Soil, Planting and Care
Strawberries need at least 8 hours of full sun each day, and they prefer slightly acidic soil with a pH between 5.5 and 6.8. If soils in your area are naturally alkaline, it is best to grow strawberries in half-barrels or other large containers filled with potting soil. Strawberries may also sulk in heavy clay, which should be generously amended with composted leaves, fully rotted sawdust, or another bulky type of organic matter before planting strawberries. After mixing in 4 inches or more of compost, rake clay soil into raised mounds to further improve drainage. If your soil is sandy, simply cultivate to remove weeds, and mix in a 1-inch layer of rich compost or rotted manure.
Strawberries eagerly produce offspring, so it is best to space them in rows 18 inches apart. Be sure to set the plants so that their roots are well covered with soil but the central growing bud (crown) is exposed to light and fresh air. This is very important; if you bury the crown, the plant could easily rot. Water them in well. Any type of mulch – from black plastic to pine straw to shredded leaves – will keep the soil moist and the plants clean. Fertilize with Bonnie’s Herb and Vegetable Food for excellent results.
Look for your plants to begin blooming in early spring, and the flowers must be visited by bees and other pollinating insects before they can set fruit. In warm, sunny weather, berries ripen about 30 days after blossoms are fertilized.
- June-bearing varieties such as Tennessee Beauty bear all at once, usually over a period of about 3 weeks. Although called June-bearing, these bear earlier than June in warm climates.
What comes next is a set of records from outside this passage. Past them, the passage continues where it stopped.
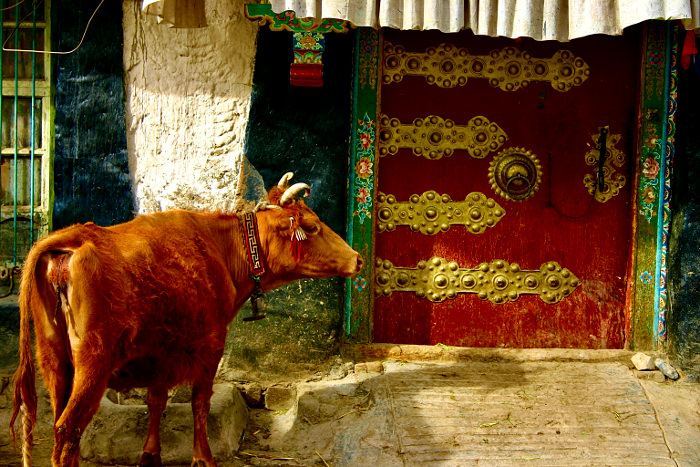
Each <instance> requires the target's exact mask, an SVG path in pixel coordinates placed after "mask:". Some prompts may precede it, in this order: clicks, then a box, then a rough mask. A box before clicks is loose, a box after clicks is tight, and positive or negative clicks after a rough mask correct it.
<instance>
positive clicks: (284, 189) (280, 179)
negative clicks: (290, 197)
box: [277, 172, 294, 190]
mask: <svg viewBox="0 0 700 467" xmlns="http://www.w3.org/2000/svg"><path fill="white" fill-rule="evenodd" d="M293 176H294V172H287V173H286V174H284V175H282V178H280V181H279V182H277V186H278V187H279V188H281V189H283V190H286V189H287V188H289V180H291V179H292V177H293Z"/></svg>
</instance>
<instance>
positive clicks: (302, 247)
mask: <svg viewBox="0 0 700 467" xmlns="http://www.w3.org/2000/svg"><path fill="white" fill-rule="evenodd" d="M295 233H296V232H295ZM289 249H290V250H291V252H292V257H293V258H294V261H296V262H297V263H298V262H299V261H301V260H302V258H303V257H304V244H303V243H301V239H300V238H299V237H298V236H297V235H295V234H292V244H291V246H290V248H289Z"/></svg>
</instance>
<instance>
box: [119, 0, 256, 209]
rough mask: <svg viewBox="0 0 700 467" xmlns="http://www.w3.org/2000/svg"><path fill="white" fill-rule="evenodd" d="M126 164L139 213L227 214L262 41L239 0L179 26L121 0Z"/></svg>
mask: <svg viewBox="0 0 700 467" xmlns="http://www.w3.org/2000/svg"><path fill="white" fill-rule="evenodd" d="M122 5H123V9H124V24H123V26H124V69H125V89H126V96H125V98H126V124H127V144H128V150H129V164H130V172H131V177H132V183H133V191H134V197H135V199H136V210H137V212H139V213H144V212H154V211H161V210H164V209H170V208H187V209H197V210H199V209H207V210H209V209H222V210H231V209H233V208H234V206H235V205H236V204H237V197H238V193H239V191H240V190H239V189H238V185H239V181H240V180H241V179H242V177H241V171H242V167H243V166H244V155H243V149H244V144H245V131H246V122H247V120H248V112H249V109H250V100H251V89H252V78H253V66H254V61H255V48H256V37H257V25H256V23H254V22H252V21H250V20H248V19H247V18H246V17H245V14H244V10H243V5H244V2H243V1H242V0H209V1H207V2H206V8H207V11H206V16H207V23H208V26H207V27H205V28H199V29H175V28H170V27H168V26H165V25H163V24H158V23H157V21H156V18H155V17H154V16H151V15H146V14H143V13H142V12H141V11H140V6H141V2H140V1H138V2H137V1H133V0H124V1H123V3H122Z"/></svg>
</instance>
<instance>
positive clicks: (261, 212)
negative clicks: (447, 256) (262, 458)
mask: <svg viewBox="0 0 700 467" xmlns="http://www.w3.org/2000/svg"><path fill="white" fill-rule="evenodd" d="M291 175H292V174H291V173H289V174H286V175H285V176H284V177H282V180H280V183H279V184H278V186H276V187H273V188H272V189H271V190H270V191H269V193H268V202H269V204H267V205H262V206H261V208H260V209H256V210H255V212H254V215H252V217H251V216H249V217H247V218H246V219H247V222H244V221H243V219H244V217H243V215H241V216H237V215H229V214H211V213H195V212H188V211H179V210H176V211H169V212H162V213H156V214H146V215H141V216H139V217H137V218H136V219H134V220H132V221H130V222H127V223H124V224H120V225H115V226H112V227H98V226H97V225H94V224H92V223H87V224H83V225H74V226H71V227H68V228H65V229H63V230H59V231H57V232H54V233H53V234H51V235H49V236H47V237H46V238H44V239H42V240H40V241H38V242H37V243H36V245H34V247H33V248H32V250H31V251H30V252H29V255H28V256H27V258H26V261H25V266H24V271H23V276H22V284H21V289H20V315H21V325H20V364H19V368H18V369H17V372H16V373H15V398H14V413H13V416H12V421H11V426H14V421H15V419H16V417H17V415H18V413H19V411H20V409H21V411H22V412H23V417H22V418H23V432H24V443H23V453H22V455H23V460H24V465H25V466H28V465H30V463H31V444H32V429H33V427H34V424H35V422H36V408H37V396H36V389H35V381H34V365H33V363H32V356H31V338H30V324H29V323H30V320H31V319H32V318H33V319H34V330H35V335H36V347H37V352H36V354H37V355H36V357H37V360H38V362H39V368H40V369H41V374H42V376H43V379H44V383H45V384H46V387H47V389H48V391H49V394H50V396H51V403H52V406H53V411H54V448H53V455H52V462H53V465H54V466H70V467H74V466H77V465H78V454H79V444H80V437H81V434H82V433H83V430H84V429H85V427H86V426H87V425H88V423H89V422H90V420H91V419H92V417H93V416H94V414H95V412H96V411H97V409H98V406H99V403H100V399H101V398H102V396H103V394H104V392H105V390H106V389H107V388H108V387H111V388H114V389H117V390H120V391H123V390H126V389H129V388H134V387H146V388H148V395H147V404H148V408H149V412H150V419H149V428H148V436H147V438H146V443H145V445H144V448H143V455H142V457H141V463H140V465H160V462H161V461H160V436H159V425H160V418H161V415H162V413H163V410H164V409H165V405H166V402H167V398H168V389H170V388H172V387H174V386H177V385H182V384H189V385H192V411H193V414H194V450H193V462H192V465H197V466H206V467H211V466H215V465H216V462H215V461H214V459H213V457H212V454H211V450H210V448H209V442H208V440H207V432H206V418H207V414H208V412H209V404H210V397H211V395H212V383H213V379H214V375H215V373H216V369H217V365H218V363H219V360H220V359H221V356H222V354H223V350H224V343H225V340H226V333H227V326H228V324H229V323H230V322H231V320H232V319H233V318H234V316H236V313H237V312H238V310H239V309H240V308H241V306H242V305H243V304H244V303H245V301H246V300H247V299H248V298H249V297H250V296H251V294H253V293H254V292H255V294H256V295H258V294H260V293H261V290H260V289H262V291H267V290H270V289H272V288H275V287H278V286H280V285H283V284H286V283H288V282H291V281H294V280H297V279H302V278H307V277H328V276H333V275H340V276H343V277H350V276H352V275H353V274H355V273H357V272H358V271H359V269H360V267H361V265H362V259H361V258H360V256H359V255H358V253H357V252H356V251H354V250H353V249H352V248H350V247H349V246H348V244H347V243H345V241H344V240H343V239H341V238H340V237H339V236H338V235H337V234H336V233H335V232H333V231H332V230H331V229H330V228H329V227H328V226H327V225H325V224H324V223H322V222H321V221H320V220H319V218H318V217H317V216H316V214H314V212H313V211H311V209H309V208H308V207H307V206H306V204H305V203H304V202H303V201H301V200H296V195H297V194H298V193H299V192H300V191H305V194H306V195H308V193H309V187H308V185H306V184H301V183H297V184H295V185H293V186H291V187H289V186H288V181H289V179H290V178H291ZM259 206H260V205H259ZM254 221H257V232H258V234H259V245H257V249H258V251H257V253H259V257H258V256H257V255H256V245H255V243H256V242H254V241H253V240H249V239H250V238H251V237H246V234H245V232H246V229H245V228H244V225H247V226H248V227H249V232H251V233H252V232H253V229H252V226H253V225H254V224H253V222H254ZM252 238H255V237H254V236H252ZM244 239H246V240H245V242H244ZM248 242H250V246H251V247H252V248H246V246H247V245H246V243H248ZM292 246H293V247H294V248H292ZM292 250H294V251H292ZM258 259H260V260H261V262H260V263H258V262H257V261H256V260H258ZM251 268H255V273H256V274H257V276H253V275H252V273H251ZM263 268H264V273H263V272H262V271H261V269H263ZM254 279H257V280H254ZM256 284H258V285H257V286H256Z"/></svg>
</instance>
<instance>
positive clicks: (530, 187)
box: [489, 148, 542, 201]
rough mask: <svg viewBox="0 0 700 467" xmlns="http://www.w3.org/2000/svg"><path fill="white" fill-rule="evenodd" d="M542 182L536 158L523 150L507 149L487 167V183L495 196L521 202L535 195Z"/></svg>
mask: <svg viewBox="0 0 700 467" xmlns="http://www.w3.org/2000/svg"><path fill="white" fill-rule="evenodd" d="M541 181H542V166H541V165H540V161H539V160H538V159H537V156H536V155H534V154H533V153H532V152H530V151H528V150H526V149H523V148H508V149H506V150H504V151H501V152H500V153H499V154H498V155H497V156H494V158H493V160H492V161H491V165H490V166H489V182H490V183H491V188H493V190H494V191H495V192H496V194H497V195H499V196H501V197H503V198H505V199H508V200H511V201H522V200H524V199H527V198H529V197H531V196H532V195H534V194H535V192H536V191H537V190H538V189H539V187H540V182H541Z"/></svg>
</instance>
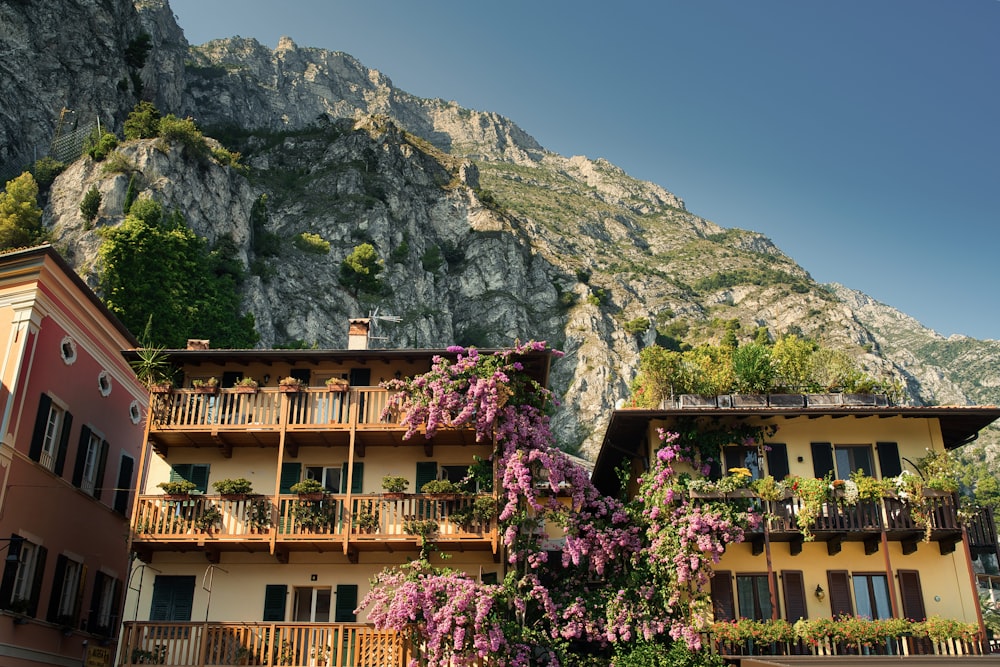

- Everbearing varieties like Ozark Beauty, Quinault, and Sequoia produce a big crop from spring flowers, set light flushes of fruit through summer, and then bloom and bear again in late summer and fall.
Troubleshooting
Slugs often chew holes in strawberries just as they begin to ripen. Organic mulches such as straw encourage slugs, so where slugs are a problem, a plastic mulch helps. In summer, several fungal diseases cause dark spots to form on leaves. Clipping or mowing strawberry foliage and raking it away in summer can interrupt the life cycles of some strawberry pests and diseases. By far the worst pests of strawberries are birds. To keep robins, brown thrashers, and other fruit-eaters from stealing your berries, cover the plants with lightweight bird netting when the berries begin to ripen.
Sometimes your fruit may be small because of heat and drought. Once you start watering and the weather improves, the new fruit should grow back normal size. Sometimes berries are also misshappen; this is from poor pollination. You see a lot more of this in cool wet weather when the bees are not active.
Harvest and Storage
Pick strawberries in the morning, when the fruits are cool, and immediately put them in the refrigerator. Wait until just before you eat or cook them to rinse the berries thoroughly with cool water. Extra strawberries can be frozen, dried, or made into jam or preserves.